To see reactivity more explicitly, let's add a dropdown that lets the user choose which site to highlight:
```{r shiny-ui-reactive}
ui <- fluidPage(
titlePanel("Wetland Monitoring Map"),
sidebarLayout(
sidebarPanel(
selectInput( # This is the important bit here
"site_choice", # selectInput creates a dropdown selection box
label = "Choose a site to highlight:", # Choices must be loaded from existing data
choices = sort(unique(site_summary$site)), # You could also use `c(...)` notation for small lists.
selected = sort(unique(site_summary$site))[1] # This line sets a 'default' choice
),
helpText("Click on a monitoring point to see average values for that site.")
),
mainPanel(
leafletOutput("map", height = 500),
br(),
h4("Selected site summary"),
tableOutput("site_table") # <- new table output
)
)
)
```
And then, in the server, we could use `input$site_choice` to change the styling and the bounding box of the map:
```{r shiny-server-reactive}
server <- function(input, output, session) {
# Reactive: filter down to just the selected site
selected_site <- reactive({
site_summary %>%
dplyr::filter(site == input$site_choice)
})
output$map <- renderLeaflet({
leaflet() %>%
addProviderTiles("Esri.WorldImagery") %>%
addPolygons(
data = polygons,
color = "black",
fillColor = "cyan",
opacity = 0.8,
fillOpacity = 0.4,
weight = 0.7,
group = "Wetlands"
) %>%
addCircleMarkers(
data = site_summary,
lng = ~lng,
lat = ~lat,
radius = ~ifelse(site == input$site_choice, 8, 5), # reactively change radius
color = "orange",
stroke = TRUE,
fillOpacity = 0.9,
group = "Stations",
popup = ~paste0(
"<strong>Site: </strong>", site, "<br>",
"<strong>Average Temp (°C): </strong>", round(avg_temp, 1), "<br>",
"<strong>Average SpCond (µS/cm): </strong>", round(avg_spcond, 1)
)
)
})
observeEvent(input$site_choice, {
site_pt <- site_summary %>%
dplyr::filter(site == input$site_choice)
# require at least one matching row
req(nrow(site_pt) > 0)
# pick the first row (or compute a mean if you prefer)
lng_center <- site_pt$lng[1]
lat_center <- site_pt$lat[1]
leafletProxy("map") %>%
flyTo(
lng = lng_center,
lat = lat_center,
zoom = 15 # optional; keeps current zoom if you omit
)
})
# Table driven by the same input$site_choice
output$site_table <- renderTable({
selected_site() %>%
dplyr::transmute(
Site = site,
`Average Temp (°C)` = round(avg_temp, 1),
`Average SpCond (µS/cm)` = round(avg_spcond, 1)
)
})
}
```
Run the app again
```{r run-shiny-reactive, eval=FALSE}
shinyApp(ui, server)
```
`input$site_choice` is reactive.
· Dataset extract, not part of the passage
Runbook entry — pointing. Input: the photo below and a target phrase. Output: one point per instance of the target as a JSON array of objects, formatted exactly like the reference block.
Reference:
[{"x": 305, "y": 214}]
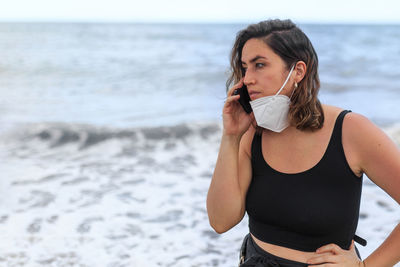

Whenever the user picks a different site from the dropdown, that value changes. Because `renderLeaflet()` depends on `input$site_choice` (we use it inside `ifelse(...)`), Shiny knows that the map needs to be re-run when the input changes. Shiny recomputes the map with the new radius values, and the selected site is highlighted.
You don’t have to manually re-run anything, Shiny tracks the dependencies for you. The core of reactivity is defining how outputs depend on inputs, and Shiny figures out the rest.